Description
This flavorful Vegetarian Chickpea Curry is a wholesome, comforting dish that combines creamy coconut milk, aromatic spices, and nutrient-rich chickpeas with fresh greens. Perfectly spiced and vegan-friendly, it’s an easy stovetop recipe ideal for a hearty weeknight dinner or meal prep.
Ingredients
Scale
Spices and Aromatics
- 1 tablespoon olive oil
- 1 medium onion, diced
- 3 cloves garlic, minced
- 1 tablespoon fresh ginger, grated
- 1 tablespoon curry powder
- 1 teaspoon ground cumin
- 1/2 teaspoon ground turmeric
- 1/4 teaspoon cayenne pepper (optional)
Main Ingredients
- 1 can (14 oz) diced tomatoes
- 2 cans (15 oz each) chickpeas, drained and rinsed
- 1 can (13.5 oz) coconut milk
- 1/2 cup vegetable broth or water
- 1 teaspoon salt (or to taste)
- 1/2 teaspoon black pepper
- 2 cups fresh spinach or kale, chopped
Finishing Touch
- Juice of 1/2 lemon
- Chopped fresh cilantro for garnish
Instructions
- Heat olive oil and sauté onion: Warm the olive oil in a large skillet or pot over medium heat. Add the diced onion and sauté for 4 to 5 minutes until it becomes soft and translucent.
- Add garlic and ginger: Stir in the minced garlic and grated ginger, cooking for 1 minute until fragrant to elevate the aromatic base of your curry.
- Toast the spices: Mix in the curry powder, ground cumin, turmeric, and cayenne pepper if using. Stir and cook for 30 seconds to release the spices’ essential oils and flavors.
- Add diced tomatoes: Pour in the canned diced tomatoes and cook for about 2 minutes, stirring occasionally, to blend the flavors and slightly thicken the sauce.
- Combine chickpeas and liquids: Add the drained chickpeas, coconut milk, and vegetable broth to the pot. Season with salt and black pepper.
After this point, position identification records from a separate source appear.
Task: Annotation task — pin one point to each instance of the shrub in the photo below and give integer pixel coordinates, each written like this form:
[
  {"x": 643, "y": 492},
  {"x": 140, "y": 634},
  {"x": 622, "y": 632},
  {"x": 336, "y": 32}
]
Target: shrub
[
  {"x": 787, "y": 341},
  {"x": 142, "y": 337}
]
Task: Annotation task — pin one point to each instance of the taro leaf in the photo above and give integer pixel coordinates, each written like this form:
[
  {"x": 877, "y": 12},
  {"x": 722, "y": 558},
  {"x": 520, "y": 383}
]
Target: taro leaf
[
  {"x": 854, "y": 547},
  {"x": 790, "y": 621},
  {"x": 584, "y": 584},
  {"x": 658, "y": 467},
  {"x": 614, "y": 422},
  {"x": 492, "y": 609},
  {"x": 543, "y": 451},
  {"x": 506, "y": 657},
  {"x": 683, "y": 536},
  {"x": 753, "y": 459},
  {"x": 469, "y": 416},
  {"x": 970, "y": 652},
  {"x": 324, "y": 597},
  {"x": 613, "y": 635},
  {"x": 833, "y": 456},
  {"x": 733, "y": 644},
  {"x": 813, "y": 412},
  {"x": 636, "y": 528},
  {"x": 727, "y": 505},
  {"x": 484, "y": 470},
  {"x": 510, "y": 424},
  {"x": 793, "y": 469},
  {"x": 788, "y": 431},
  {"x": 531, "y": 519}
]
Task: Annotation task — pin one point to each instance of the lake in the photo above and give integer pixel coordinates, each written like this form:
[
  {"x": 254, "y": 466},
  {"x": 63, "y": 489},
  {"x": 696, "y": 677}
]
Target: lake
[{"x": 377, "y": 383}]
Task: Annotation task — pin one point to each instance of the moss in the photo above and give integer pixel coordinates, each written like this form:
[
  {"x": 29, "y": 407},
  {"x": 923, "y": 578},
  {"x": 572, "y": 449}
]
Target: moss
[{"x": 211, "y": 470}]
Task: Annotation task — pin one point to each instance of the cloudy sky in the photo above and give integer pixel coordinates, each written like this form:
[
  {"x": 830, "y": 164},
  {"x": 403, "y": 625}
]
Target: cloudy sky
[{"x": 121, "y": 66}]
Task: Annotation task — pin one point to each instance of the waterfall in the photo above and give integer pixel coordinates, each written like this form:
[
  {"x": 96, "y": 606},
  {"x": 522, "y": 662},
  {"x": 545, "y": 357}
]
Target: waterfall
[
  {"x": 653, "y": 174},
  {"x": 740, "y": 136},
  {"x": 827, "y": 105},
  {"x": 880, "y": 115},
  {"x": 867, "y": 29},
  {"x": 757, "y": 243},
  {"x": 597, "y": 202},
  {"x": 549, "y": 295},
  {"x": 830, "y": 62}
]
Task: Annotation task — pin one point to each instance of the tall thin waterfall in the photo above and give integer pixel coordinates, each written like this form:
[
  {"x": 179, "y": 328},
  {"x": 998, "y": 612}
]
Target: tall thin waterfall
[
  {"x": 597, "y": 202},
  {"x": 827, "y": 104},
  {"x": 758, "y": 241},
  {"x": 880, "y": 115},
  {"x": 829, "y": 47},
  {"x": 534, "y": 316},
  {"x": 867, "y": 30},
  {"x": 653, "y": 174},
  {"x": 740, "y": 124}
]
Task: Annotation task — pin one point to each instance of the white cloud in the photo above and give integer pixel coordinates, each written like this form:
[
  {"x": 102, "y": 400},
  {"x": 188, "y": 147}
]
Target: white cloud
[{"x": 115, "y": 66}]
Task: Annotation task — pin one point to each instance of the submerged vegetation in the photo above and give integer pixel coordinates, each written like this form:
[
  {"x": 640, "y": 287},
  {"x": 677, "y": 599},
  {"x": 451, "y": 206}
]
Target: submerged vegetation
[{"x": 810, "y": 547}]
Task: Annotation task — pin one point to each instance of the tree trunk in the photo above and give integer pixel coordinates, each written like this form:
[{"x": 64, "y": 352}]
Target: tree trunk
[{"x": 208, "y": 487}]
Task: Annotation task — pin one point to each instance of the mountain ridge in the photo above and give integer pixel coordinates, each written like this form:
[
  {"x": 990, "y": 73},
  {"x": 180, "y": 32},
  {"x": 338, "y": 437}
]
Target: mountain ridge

Stir well to combine all ingredients.
- Simmer the curry: Bring the mixture to a gentle simmer and cook for 15 to 20 minutes. This allows the flavors to meld together and the sauce to thicken slightly.
- Add greens and wilt: Stir in the chopped spinach or kale, cooking for an additional 2 to 3 minutes until the greens are wilted and tender.
- Finish with lemon and garnish: Remove the pot from heat, stir in the juice of half a lemon, and adjust seasoning if necessary. Garnish generously with chopped fresh cilantro before serving.
- Serve hot: Present the curry hot, ideally accompanied by steamed rice or warm naan bread for a complete meal.
Notes
- For a spicier version, increase the amount of cayenne pepper or add fresh chopped chili peppers.
- Kale can be substituted with spinach or Swiss chard depending on availability and preference.
- This curry stores well in the refrigerator for up to 4 days and the flavors develop even more after resting overnight.
- To make it gluten-free, ensure that the vegetable broth or any accompaniments like naan are gluten-free.